I only use antibiotics when desperate, I'm about to go on some really good ones myself and I know that I'll catch a cold or bug after I come off them. Happens EVERY time


----------



## ToadCountry (Apr 25, 2012)

F10 Nebulising is a brilliant tool.
I know some of you may be very open to 'natural' products and all that you assume they can do, however this is NOT my experience.
A plastic container that fits the patient when coiled up, set up with a nebuliser using 10% F10 solution and gentle 20 minute misting in the closed environment of the container once or twice daily depending on the severity of the condition, will kill airbourne and surface pathogens deep in the lungs = where the basis of the issue lies.
There is NO homeopathic/natural remedy to equal this in my view.

Antibiotics are a fabulous weapon when used in a short-course intensive situation - usually after acute onset symptoms arise, antibiotics will help to recitify the normal balance of the body, and give natural immunities a chance to eventually come for the fore, whilst the nebulising takes care of the topical issues; ie the rasping nasty gasping open mouth breathing, the lethargy, the recalcitrant behaviour, the inability to use a heat resouce to ultimate benefit, and the inappetance. 
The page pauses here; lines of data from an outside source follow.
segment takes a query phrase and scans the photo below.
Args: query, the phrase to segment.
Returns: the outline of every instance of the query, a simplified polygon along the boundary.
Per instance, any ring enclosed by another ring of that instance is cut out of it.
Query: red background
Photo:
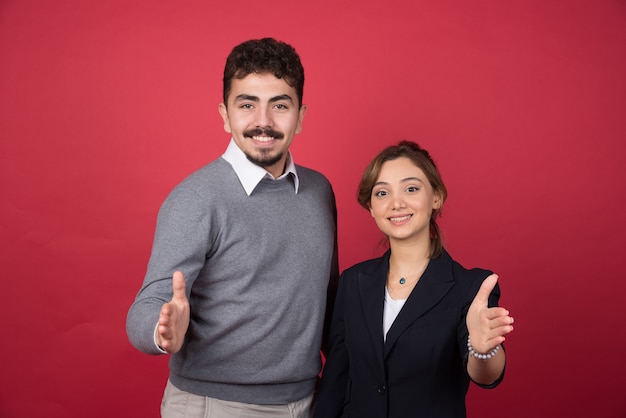
[[[337,194],[341,268],[377,255],[355,189],[429,149],[466,267],[501,276],[507,377],[469,417],[624,417],[626,3],[0,1],[0,416],[158,416],[167,358],[126,339],[156,214],[221,155],[225,58],[306,69],[296,161]],[[296,227],[296,226],[289,226]]]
No one needs to be within reach of a good herp vet, however everybody should use this forum as a place in which to sift information.
And btw Longhi - we're getting a package together to send over to you, hope you haven't been holding your breath.


----------



## benjamind2010 (Apr 25, 2012)

F10 Nebulising with 10% F10 solution, if it's as good as you say it is then I'm all ears and I'll hop on board so that if in future I have any respiratory problems with my snakes I will make use of this knowledge.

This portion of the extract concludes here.